= Academic job market in Ethiopia =

Academic job market in Ethiopia is under development in every higher education institution. The government of Ethiopia is improving the quality of employment for university graduate students to achieve favorable market system and reduce poverty. This, however, obstructed by shortage of skilled manpower as higher education institutions produce graduate students every year.

According to the World Bank, the government had invested 42% of total education budget on employing mechanism over the last two decades. Nonetheless, unemployment rate is increasing: from 2.6% in 2014 to 6.61% in 2018. Preventions of proliferating unemployment rate includes creating various workshops and events, by organizing networking workshops that contacts students with prospective employees, providing curriculum vitae writing and skilled training for unemployed and public works.

==Status==
In Ethiopia context, improving quality of the employment for university graduate students is the main goals to achieve favorable market system and reduce overall poverty. However, this is not sufficiently proved as the labor market experienced shortage of skilled manpower as higher education institutions produce dozens of graduate students in every year. Many graduates abandon jobs for a long time. There is also a shortage of labor market for unemployed individual in Ethiopia for a long time. Nonetheless, Ethiopia has increasing employability as higher education institution expanded for this purpose. The unemployment rate was 2.79%, a 0.75 increase from 2019. This is because of inequality between or within public universities and smaller non-profit private providers, many of which are doubtful.

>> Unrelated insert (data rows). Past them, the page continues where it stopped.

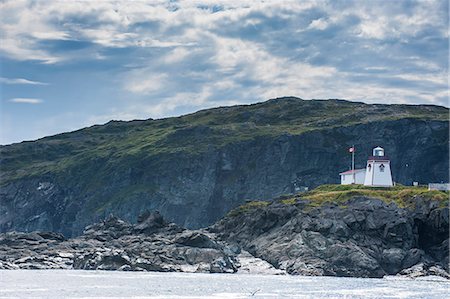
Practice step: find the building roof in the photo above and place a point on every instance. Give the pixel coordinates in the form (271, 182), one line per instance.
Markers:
(378, 158)
(352, 171)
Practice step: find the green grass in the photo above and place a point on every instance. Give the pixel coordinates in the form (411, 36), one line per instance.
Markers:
(402, 196)
(119, 142)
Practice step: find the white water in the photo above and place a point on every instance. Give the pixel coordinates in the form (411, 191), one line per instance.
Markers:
(104, 284)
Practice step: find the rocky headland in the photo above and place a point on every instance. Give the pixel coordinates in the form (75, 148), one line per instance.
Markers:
(113, 244)
(342, 231)
(333, 230)
(195, 168)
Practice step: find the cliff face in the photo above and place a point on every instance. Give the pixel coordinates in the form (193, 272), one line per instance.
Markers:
(362, 237)
(195, 168)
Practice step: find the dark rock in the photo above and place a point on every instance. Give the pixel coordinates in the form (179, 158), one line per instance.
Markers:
(113, 244)
(365, 238)
(203, 165)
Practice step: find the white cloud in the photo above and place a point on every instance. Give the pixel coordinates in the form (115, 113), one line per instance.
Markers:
(20, 81)
(26, 101)
(144, 83)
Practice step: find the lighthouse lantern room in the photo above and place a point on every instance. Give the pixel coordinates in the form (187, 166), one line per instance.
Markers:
(378, 170)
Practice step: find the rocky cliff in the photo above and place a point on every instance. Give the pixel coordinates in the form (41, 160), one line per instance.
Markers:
(332, 230)
(113, 244)
(346, 232)
(196, 168)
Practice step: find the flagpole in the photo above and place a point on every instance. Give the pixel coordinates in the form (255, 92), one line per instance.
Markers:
(353, 163)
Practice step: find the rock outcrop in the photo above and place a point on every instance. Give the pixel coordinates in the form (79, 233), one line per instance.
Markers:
(113, 244)
(364, 237)
(196, 168)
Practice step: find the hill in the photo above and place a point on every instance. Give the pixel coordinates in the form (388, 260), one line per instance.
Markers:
(197, 167)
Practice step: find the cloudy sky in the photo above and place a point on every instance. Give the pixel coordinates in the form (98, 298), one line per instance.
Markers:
(71, 64)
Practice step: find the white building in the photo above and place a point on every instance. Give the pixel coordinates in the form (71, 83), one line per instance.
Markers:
(356, 176)
(376, 174)
(378, 170)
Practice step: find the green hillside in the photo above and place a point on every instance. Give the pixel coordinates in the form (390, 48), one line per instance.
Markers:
(194, 133)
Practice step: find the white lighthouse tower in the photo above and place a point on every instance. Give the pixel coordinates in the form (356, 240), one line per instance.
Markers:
(378, 170)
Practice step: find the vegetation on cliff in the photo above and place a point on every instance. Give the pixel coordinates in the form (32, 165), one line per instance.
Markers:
(125, 142)
(401, 196)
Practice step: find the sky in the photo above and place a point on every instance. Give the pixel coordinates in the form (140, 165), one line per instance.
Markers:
(65, 65)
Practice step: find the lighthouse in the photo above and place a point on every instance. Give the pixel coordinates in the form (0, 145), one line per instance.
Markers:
(378, 170)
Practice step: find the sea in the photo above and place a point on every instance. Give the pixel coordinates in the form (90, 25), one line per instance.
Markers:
(116, 284)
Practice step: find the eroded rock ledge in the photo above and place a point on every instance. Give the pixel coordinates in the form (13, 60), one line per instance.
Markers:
(113, 244)
(364, 237)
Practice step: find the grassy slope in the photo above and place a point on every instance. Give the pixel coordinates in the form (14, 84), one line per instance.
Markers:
(402, 196)
(117, 142)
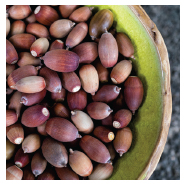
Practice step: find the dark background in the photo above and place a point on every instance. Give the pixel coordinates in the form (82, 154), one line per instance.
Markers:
(167, 20)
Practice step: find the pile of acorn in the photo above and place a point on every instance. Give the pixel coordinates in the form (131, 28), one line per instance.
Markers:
(69, 101)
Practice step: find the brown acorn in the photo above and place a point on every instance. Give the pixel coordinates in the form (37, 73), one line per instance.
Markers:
(17, 27)
(81, 14)
(71, 81)
(54, 152)
(38, 163)
(31, 143)
(66, 173)
(15, 133)
(76, 159)
(61, 129)
(121, 71)
(123, 140)
(103, 133)
(122, 118)
(29, 99)
(133, 92)
(125, 45)
(19, 11)
(22, 41)
(11, 117)
(61, 60)
(82, 121)
(61, 28)
(66, 10)
(101, 172)
(60, 96)
(20, 73)
(21, 159)
(61, 111)
(77, 35)
(15, 102)
(98, 110)
(89, 78)
(57, 44)
(53, 82)
(26, 58)
(11, 53)
(46, 15)
(87, 51)
(107, 93)
(38, 30)
(100, 22)
(14, 173)
(108, 50)
(35, 115)
(95, 149)
(77, 100)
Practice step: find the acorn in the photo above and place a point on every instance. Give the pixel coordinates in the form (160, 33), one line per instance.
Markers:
(87, 51)
(108, 121)
(15, 133)
(89, 78)
(11, 117)
(60, 96)
(121, 71)
(57, 44)
(11, 53)
(95, 149)
(61, 28)
(20, 73)
(98, 110)
(15, 103)
(77, 35)
(29, 99)
(125, 45)
(61, 129)
(53, 82)
(61, 111)
(41, 129)
(107, 93)
(46, 15)
(108, 50)
(14, 173)
(101, 172)
(71, 81)
(54, 152)
(22, 41)
(123, 140)
(38, 163)
(17, 27)
(38, 30)
(19, 11)
(80, 163)
(77, 100)
(81, 14)
(31, 143)
(103, 133)
(133, 92)
(10, 149)
(35, 115)
(66, 10)
(122, 118)
(61, 60)
(103, 72)
(82, 121)
(26, 58)
(100, 22)
(66, 173)
(21, 159)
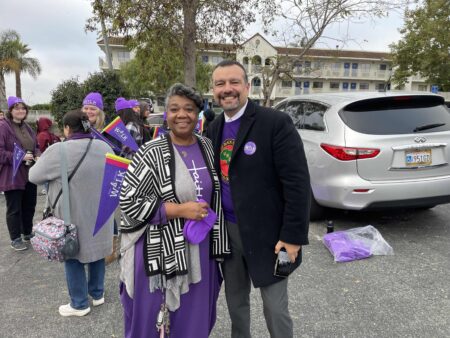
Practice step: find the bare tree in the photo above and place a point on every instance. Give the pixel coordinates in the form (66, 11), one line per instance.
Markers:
(308, 20)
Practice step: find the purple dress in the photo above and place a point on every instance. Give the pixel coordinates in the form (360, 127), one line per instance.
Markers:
(196, 315)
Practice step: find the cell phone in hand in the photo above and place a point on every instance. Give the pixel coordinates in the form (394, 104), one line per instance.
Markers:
(283, 265)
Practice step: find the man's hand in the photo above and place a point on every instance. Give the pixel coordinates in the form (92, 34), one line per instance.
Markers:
(291, 249)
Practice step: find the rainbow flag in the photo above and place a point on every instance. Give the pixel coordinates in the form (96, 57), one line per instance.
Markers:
(119, 131)
(113, 176)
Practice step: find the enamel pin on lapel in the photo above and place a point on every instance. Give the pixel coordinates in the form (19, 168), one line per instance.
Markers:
(250, 148)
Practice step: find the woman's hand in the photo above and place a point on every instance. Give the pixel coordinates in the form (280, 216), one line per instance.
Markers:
(189, 210)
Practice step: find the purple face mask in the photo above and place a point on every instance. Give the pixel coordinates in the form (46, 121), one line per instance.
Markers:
(196, 231)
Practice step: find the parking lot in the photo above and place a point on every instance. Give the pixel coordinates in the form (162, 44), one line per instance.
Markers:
(405, 295)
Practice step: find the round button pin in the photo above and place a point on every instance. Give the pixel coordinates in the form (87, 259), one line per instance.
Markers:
(250, 148)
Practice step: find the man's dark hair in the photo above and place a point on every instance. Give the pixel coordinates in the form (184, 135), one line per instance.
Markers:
(128, 115)
(74, 119)
(227, 63)
(179, 89)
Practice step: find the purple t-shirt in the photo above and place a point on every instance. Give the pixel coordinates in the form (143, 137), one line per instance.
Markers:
(193, 158)
(229, 135)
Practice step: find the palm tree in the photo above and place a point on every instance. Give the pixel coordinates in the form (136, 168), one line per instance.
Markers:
(14, 59)
(24, 64)
(8, 47)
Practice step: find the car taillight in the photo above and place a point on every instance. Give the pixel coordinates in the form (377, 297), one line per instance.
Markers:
(349, 154)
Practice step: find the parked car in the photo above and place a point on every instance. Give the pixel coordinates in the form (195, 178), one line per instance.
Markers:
(374, 150)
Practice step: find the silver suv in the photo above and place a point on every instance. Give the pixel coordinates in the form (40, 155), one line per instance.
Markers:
(374, 150)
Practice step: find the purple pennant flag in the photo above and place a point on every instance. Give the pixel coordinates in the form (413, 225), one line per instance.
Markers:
(18, 156)
(115, 169)
(97, 135)
(118, 130)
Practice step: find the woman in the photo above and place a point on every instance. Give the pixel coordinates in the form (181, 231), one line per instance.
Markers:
(131, 122)
(44, 136)
(93, 107)
(159, 193)
(20, 194)
(84, 193)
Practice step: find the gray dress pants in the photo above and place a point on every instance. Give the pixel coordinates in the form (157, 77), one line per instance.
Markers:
(237, 294)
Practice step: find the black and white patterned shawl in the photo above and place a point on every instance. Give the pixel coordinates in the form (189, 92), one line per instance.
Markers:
(150, 180)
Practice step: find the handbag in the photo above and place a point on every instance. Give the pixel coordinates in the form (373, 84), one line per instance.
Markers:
(56, 239)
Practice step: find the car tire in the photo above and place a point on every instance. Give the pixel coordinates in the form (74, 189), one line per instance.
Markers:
(316, 212)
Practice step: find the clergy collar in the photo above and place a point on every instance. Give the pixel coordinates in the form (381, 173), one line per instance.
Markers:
(237, 115)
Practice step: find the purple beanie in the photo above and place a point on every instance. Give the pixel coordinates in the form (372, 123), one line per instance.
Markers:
(93, 99)
(12, 100)
(134, 103)
(121, 103)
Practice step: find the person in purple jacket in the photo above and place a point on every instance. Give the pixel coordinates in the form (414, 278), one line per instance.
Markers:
(169, 281)
(20, 194)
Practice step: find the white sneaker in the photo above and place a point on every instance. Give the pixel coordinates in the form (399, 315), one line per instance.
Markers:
(97, 302)
(67, 311)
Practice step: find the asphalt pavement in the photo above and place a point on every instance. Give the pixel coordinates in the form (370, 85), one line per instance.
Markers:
(405, 295)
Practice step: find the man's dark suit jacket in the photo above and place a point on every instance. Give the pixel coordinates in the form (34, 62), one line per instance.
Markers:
(270, 188)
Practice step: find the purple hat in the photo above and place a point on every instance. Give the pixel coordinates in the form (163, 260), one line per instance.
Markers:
(122, 103)
(196, 231)
(134, 103)
(93, 99)
(12, 100)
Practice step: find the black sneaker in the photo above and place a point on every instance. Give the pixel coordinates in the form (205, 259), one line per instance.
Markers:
(18, 245)
(26, 238)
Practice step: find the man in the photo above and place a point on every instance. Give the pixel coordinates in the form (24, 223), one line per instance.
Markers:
(265, 196)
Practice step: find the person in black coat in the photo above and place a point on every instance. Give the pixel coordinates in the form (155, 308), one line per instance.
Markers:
(265, 197)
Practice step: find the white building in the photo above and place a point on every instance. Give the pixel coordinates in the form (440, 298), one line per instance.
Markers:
(318, 71)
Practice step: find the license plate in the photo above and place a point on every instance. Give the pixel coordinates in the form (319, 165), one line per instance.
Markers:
(422, 157)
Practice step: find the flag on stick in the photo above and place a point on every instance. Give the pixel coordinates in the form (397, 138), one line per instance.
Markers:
(118, 130)
(115, 169)
(18, 156)
(97, 135)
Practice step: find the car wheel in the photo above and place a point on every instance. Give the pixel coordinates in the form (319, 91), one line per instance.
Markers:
(316, 212)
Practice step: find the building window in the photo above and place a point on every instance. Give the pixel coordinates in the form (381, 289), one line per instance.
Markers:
(297, 69)
(286, 84)
(317, 84)
(313, 116)
(317, 65)
(256, 68)
(364, 86)
(334, 85)
(365, 68)
(336, 66)
(123, 56)
(422, 88)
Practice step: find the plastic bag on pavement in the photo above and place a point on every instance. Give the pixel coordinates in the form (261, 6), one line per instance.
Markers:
(356, 243)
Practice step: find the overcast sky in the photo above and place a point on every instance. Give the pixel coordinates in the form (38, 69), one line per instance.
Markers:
(54, 30)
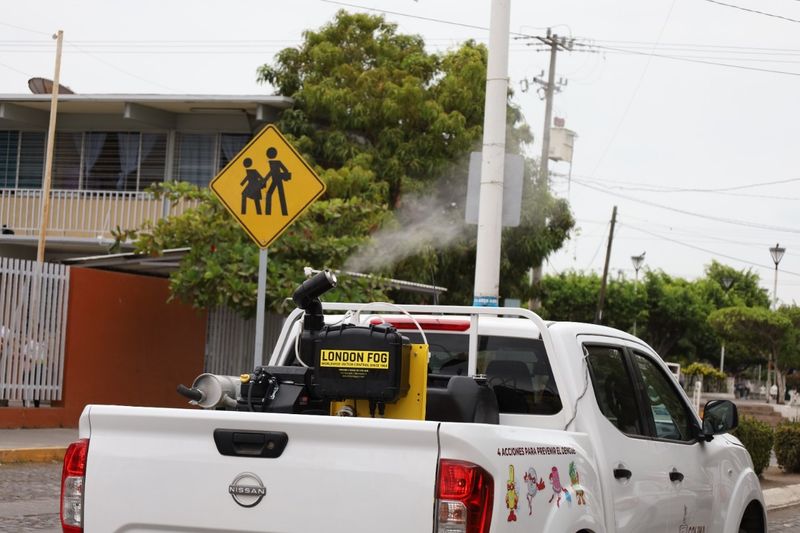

The labor market weakness is due to adequate demand in the primary, secondary and tertiary sectors, a large number of workers are deemed surplus. According to the World Bank, the government had invested 42% of total education budget in higher education over the past two decades with expectation of high return from it. Graduates are able to repay their money after being hired in the labor market. Moreover, the government assured the implementation of 70:30 program mix direction, despite unemployment rate is increasing. For instance, graduate unemployment is relative to total unemployment increased from 2.6% in 2014 to 6.61% in 2018 in Ethiopia.

As of 2022, the Ministry of Education planned to create jobs for 80% or more graduate students who complete their studies annually over the past three years, thereby improving the employability rate. According to the 2018 unemployment and employment survey conducted by the Central Statistical Agency, the rate of unemployment for the youth was 25.3%. Female and male youth were 30.9% and 19% respectively. Female graduates are highly unemployed compared to their male counterparts. The rate of unemployment in rural areas is significant between the ages of 20–24 in urban and rural areas as well as the whole country. This is followed by those in the age groups of 15–19 and 25–29.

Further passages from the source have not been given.